Meme kanseri olan bayanların yarısında memeyi muhafazanın mümkün olduğunu söyleyen Prof. Dr. Nursal, “Artık göğsün büsbütün alınması üzere bir sistem yok. Göğüs gözetici cerrahi yapmak mümkün lakin tümörün çok büyük olması çok odaklı olması üzere çeşitli teknik nedenlerle göğsün büsbütün alınması gerekebilir. Bu türlü bir durumda bile artık günümüzde hiçbir bayan kanser nedeniyle göğsünü kaybetmek zorunda değil.

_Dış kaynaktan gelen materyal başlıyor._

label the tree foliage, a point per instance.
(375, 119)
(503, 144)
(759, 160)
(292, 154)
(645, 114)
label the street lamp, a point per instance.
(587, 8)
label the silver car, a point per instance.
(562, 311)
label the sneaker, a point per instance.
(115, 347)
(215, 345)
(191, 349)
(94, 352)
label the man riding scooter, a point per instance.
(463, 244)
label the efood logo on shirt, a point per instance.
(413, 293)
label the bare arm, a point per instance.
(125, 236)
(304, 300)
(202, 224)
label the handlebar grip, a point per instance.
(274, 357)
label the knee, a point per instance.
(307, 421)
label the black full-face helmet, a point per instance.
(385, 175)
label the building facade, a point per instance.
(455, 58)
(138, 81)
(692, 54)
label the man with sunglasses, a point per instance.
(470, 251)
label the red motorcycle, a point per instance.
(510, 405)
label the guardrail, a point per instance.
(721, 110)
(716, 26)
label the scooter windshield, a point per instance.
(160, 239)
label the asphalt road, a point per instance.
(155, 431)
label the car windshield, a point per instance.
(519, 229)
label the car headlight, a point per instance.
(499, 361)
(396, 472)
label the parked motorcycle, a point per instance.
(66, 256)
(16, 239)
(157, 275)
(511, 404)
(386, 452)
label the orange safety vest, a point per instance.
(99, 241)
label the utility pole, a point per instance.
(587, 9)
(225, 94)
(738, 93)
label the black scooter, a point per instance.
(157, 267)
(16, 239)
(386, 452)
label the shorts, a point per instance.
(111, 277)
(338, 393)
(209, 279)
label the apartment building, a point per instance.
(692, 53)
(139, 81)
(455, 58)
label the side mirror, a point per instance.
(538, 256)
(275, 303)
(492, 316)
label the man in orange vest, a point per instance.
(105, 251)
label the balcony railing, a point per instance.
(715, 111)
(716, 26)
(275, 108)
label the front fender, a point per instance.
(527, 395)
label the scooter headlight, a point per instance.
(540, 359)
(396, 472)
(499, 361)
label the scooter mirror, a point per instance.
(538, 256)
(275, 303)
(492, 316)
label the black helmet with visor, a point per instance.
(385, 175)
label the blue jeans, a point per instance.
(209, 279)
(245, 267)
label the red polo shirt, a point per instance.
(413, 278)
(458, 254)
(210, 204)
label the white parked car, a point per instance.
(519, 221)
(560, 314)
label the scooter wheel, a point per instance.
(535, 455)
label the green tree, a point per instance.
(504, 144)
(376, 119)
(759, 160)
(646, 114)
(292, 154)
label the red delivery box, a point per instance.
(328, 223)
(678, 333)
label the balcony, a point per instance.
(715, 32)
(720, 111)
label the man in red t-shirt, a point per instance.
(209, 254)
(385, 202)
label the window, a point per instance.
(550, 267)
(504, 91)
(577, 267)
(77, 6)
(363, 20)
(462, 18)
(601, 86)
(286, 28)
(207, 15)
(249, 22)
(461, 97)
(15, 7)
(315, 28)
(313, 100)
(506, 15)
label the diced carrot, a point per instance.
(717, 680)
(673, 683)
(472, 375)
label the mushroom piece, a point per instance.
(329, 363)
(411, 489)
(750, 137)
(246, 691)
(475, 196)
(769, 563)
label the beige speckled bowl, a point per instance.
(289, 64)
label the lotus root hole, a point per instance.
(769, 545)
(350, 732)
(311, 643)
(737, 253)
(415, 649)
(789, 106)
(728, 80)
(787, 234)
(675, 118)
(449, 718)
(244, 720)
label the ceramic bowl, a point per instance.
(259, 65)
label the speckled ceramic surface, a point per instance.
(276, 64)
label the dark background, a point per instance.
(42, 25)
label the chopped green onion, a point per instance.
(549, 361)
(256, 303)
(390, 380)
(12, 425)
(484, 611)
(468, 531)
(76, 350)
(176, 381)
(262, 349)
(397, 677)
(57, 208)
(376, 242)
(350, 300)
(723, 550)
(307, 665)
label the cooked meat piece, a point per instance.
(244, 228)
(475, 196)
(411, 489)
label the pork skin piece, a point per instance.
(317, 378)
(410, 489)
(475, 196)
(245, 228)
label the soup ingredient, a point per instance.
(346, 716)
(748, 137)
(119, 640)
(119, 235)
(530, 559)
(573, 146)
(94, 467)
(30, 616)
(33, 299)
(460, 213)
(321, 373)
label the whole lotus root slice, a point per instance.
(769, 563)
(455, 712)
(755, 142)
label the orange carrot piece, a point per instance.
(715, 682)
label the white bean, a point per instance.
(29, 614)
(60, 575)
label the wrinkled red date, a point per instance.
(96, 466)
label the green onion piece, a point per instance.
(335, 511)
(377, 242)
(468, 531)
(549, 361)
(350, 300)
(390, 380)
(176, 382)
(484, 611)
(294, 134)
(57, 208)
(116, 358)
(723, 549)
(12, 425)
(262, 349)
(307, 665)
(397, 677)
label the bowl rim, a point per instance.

Birebir seansta yerine yeni göğüs yapmak mümkün. Bunu silikon protezle de yapabiliyoruz yahut sırttan doku, karın bölgesinden kas ve yağ çevirerek de ameliyat sırasında yapabiliyoruz” dedi.

“SON 15 SENEDE ÇOK ÖNEMLİ GELİŞMELER YAŞANDI”

Onkoplastinin çok kıymetli bir gelişme olduğunu söz eden Prof. Dr. Nursal, “Onkoplasti bilhassa ilgilendiğim alanlardan biri. Bundan 10-15 sene öncesine kadar bize gelen bir göğüs kanseri hastasında cerrahi manada tek bir tedavi vardı o da göğsün alınması koltuk altı bezlerinin temizlenmesiydi bundan öbür bir cerrahi tedavi metodu yoktu. Ama son 15 senede çok önemli gelişmeler yaşandı. Bununla ilintili olarak tabi ki bizim kanser denetimimiz çok kıymetli. Esasen onko dediğimiz kısım kanser kısmı fakat bayanların da dilek ve istekleri organ kaybından kaçınılması. Cerrahlarında bu bahiste eğilimli ve istekli olması sonucunda işin plasti kısmı yani rekonstrüksiyon tekrar yapılandırma kısmı girdi. Onkoplastik terimi buradan ortaya çıkmıştır” diye konuştu.

TANIDA GECİKME YAŞANMAMASINA DİKKAT

Halk ortasında birtakım yanlış inançlar olduğunu söyleyen Prof. Dr. Nursal, “Tanının gecikme nedenlerinden bir tanesi şudur; biyopsinin kanser yayılımına neden olduğu yahut biyopsi yapılmasının rastgele yeterli bir kitleyi berbata çevirdiği konusunda hala yıkamadığımız yanlış bir inanç var bu katiyetle gerçek değil. Bu türlü bir kaygı nedeniyle teşhiste gecikme yaşandığı vakit hastanın hayatı daha büyük bir tehlike altına girer” dedi.